Les banlieues sont les plus en effervescence par rapport à juillet 2019, notamment dans la couronne nord de Montréal (+84 %), Vaudreuil-Soulanges (+65 %), Saint-Jean-sur-Richelieu (+51 %) et la Rive-Sud (+41 %). Laval (+33 %) et Montréal (+31 %) ont aussi connu un bond impressionnant des ventes.

«La reprise des transactions gagne en force à Montréal, tout comme - mais dans une moindre mesure - celle des nouvelles inscriptions, ce qui ne laisse pas entrevoir de relâchement significatif du marché pour le moment, a affirmé Julie Saucier, présidente et chef de la direction de l’APCIQ par communiqué. Les conditions demeuraient très favorables aux vendeurs en juillet avec des prix encore en forte hausse.»

Prix à la hausse 

Les prix ont aussi été tirés vers le haut en juillet.

«Le prix médian des maisons unifamiliales s’est établi à 423 000 $ le mois dernier, soit un bond de 18 % par rapport à juillet 2019», a noté l’APCIQ.

Celui des copropriétés a crû de 12 %, à 312 000 $, tandis que celui des plex s’est apprécié de 7 %, à 624 900 $.

Les délais de vente ont diminué pour ces trois types de propriétés le mois dernier. «Le temps nécessaire pour qu’une copropriété trouve preneur (41) a chuté de 30 jours par rapport au même mois l’an dernier, tandis que les délais pour vendre une maison unifamiliale (57) et un plex (71) se sont écourtés de respectivement 6 jours et 7 jours», a précisé l’APCIQ.

Il y a toujours relativement peu de propriétés à vendre sur le système Centris utilisé par les courtiers immobiliers, ce qui défavorise les acheteurs. L’APCIQ recensait 12 803 inscriptions résidentielles en juillet dans la région de Montrél, soit 24 % de moins qu’un an plus tôt. 

Toutefois, avec 5 960 nouvelles inscriptions en juillet (+38 %) l’APCIQ a constaté un changement de cap, après six années de baisses consécutives pour le mois de juillet à cet égard. Il faut revenir à juillet 2014, le dernier sommet, pour trouver un nombre similaire (5 588) de nouvelles inscriptions.

Forte hausse aussi à Québec

Du côté de Québec, la hausse des ventes résidentielles dans la région de Québec en juillet a été qualifiée d’«impressionnante» par l’APCIQ.

Un bond de 43 % a été constaté le mois dernier comparativement à juillet 2019. Ceci poursuit la lancée vécue en juin.

L’activité a été particulièrement intense dans la couronne nord de Québec avec des ventes en augmentation de 73 % par rapport à juillet 2019.

«Les ventes de propriétés dans la région de Québec maintiennent une forte cadence, ce qui commence à se traduire par un déclin prononcé des inscriptions en vigueur, accentué par la chute des nouvelles inscriptions», a précisé la présidente et chef de direction de l’APCIQ, Julie Saucier, par communiqué.

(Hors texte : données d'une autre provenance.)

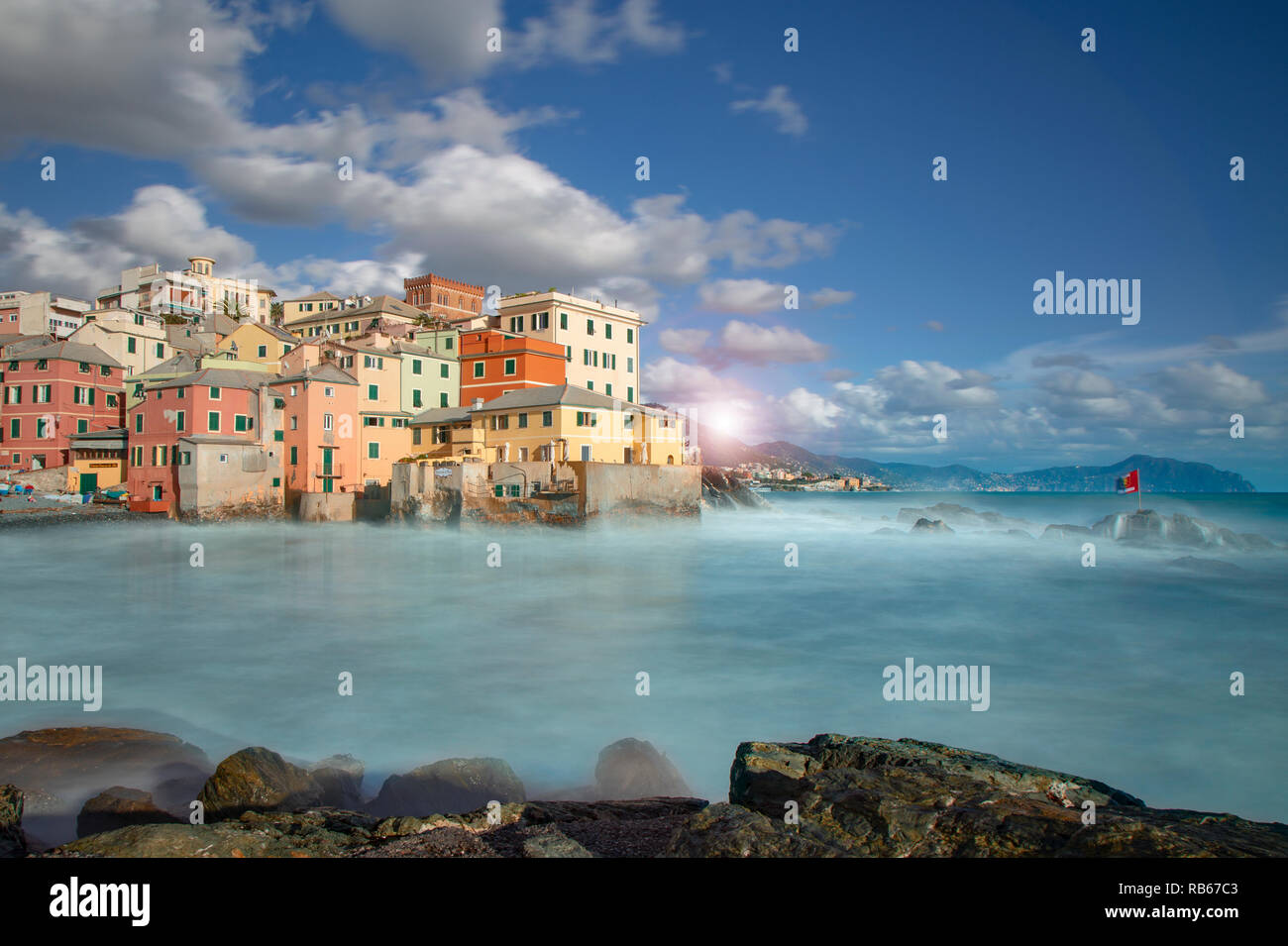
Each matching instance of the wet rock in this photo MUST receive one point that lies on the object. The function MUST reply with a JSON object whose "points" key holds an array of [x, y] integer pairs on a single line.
{"points": [[256, 834], [340, 781], [927, 525], [1209, 567], [906, 798], [78, 761], [1064, 530], [257, 779], [634, 769], [447, 787], [13, 843], [553, 843], [1151, 528], [120, 807]]}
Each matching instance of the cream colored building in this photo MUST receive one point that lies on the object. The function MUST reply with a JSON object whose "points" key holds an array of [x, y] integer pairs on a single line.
{"points": [[552, 424], [136, 340], [601, 343]]}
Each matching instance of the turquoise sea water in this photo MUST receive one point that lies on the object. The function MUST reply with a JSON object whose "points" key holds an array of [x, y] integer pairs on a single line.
{"points": [[1120, 672]]}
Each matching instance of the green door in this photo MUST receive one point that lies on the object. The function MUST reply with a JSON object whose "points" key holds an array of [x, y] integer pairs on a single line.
{"points": [[327, 482]]}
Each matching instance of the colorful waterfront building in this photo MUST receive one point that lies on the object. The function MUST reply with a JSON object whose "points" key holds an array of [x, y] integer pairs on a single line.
{"points": [[600, 343], [202, 441], [320, 431], [496, 364], [52, 391]]}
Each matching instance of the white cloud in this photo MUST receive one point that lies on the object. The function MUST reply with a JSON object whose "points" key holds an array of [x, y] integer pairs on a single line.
{"points": [[741, 295], [777, 103]]}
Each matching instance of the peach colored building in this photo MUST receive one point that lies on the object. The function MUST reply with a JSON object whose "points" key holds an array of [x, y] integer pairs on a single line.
{"points": [[320, 431]]}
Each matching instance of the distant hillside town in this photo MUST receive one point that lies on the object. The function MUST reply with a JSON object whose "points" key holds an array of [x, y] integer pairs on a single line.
{"points": [[189, 391]]}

«Comme nous l’avions prévu, cette situation permet un resserrement plus rapide des conditions de marché à la faveur des vendeurs dans plusieurs secteurs, notamment pour l’unifamiliale», a ajouté Julie Saucier.

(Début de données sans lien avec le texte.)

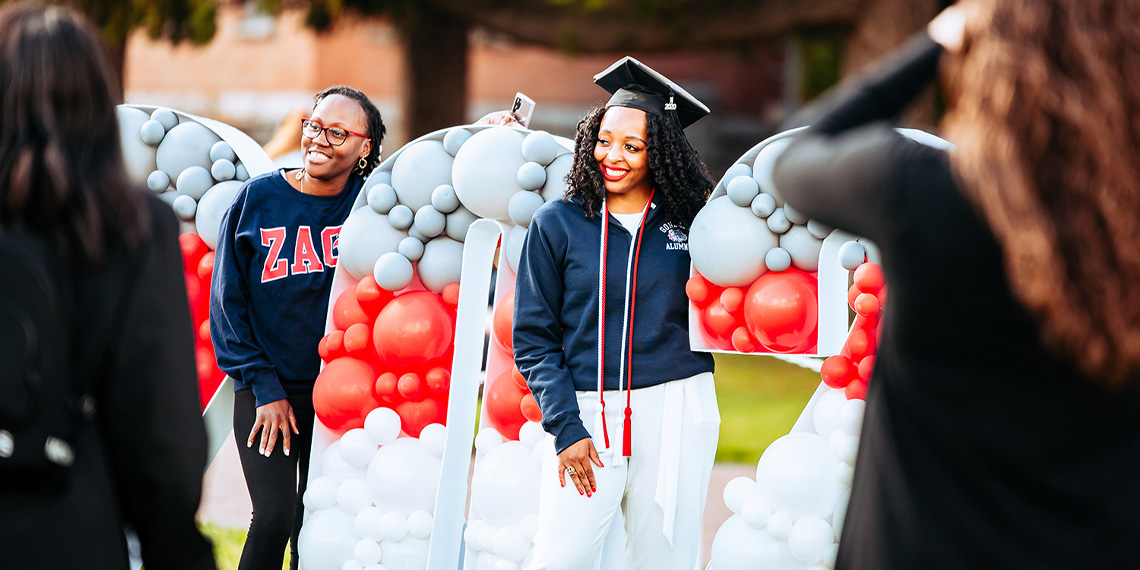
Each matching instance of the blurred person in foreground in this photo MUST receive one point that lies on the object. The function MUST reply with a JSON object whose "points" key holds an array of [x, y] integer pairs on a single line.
{"points": [[1002, 424], [140, 452]]}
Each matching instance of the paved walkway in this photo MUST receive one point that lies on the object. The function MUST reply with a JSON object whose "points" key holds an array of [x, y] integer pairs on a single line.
{"points": [[226, 503]]}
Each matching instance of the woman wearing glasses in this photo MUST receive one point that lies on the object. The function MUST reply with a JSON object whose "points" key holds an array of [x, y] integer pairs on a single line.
{"points": [[273, 276]]}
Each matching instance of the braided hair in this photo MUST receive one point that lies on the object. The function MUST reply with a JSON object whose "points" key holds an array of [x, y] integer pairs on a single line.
{"points": [[680, 177]]}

Avec 5 233 inscriptions résidentielles dans la région de Québec en juillet, il y en avait 29 % de moins qu’à la même époque un an plus tôt.

Au niveau des prix médians, celui des unifamiliales a monté de 4 % comparativement à juillet 2019 pour s’établir à 275 000 $. Celui des copropriétés a pris un chemin inverse avec un recul de 6 % à 190 000 $. C’est une quatrième baisse mensuelle consécutive pour ce type de propriété dans la région de Québec.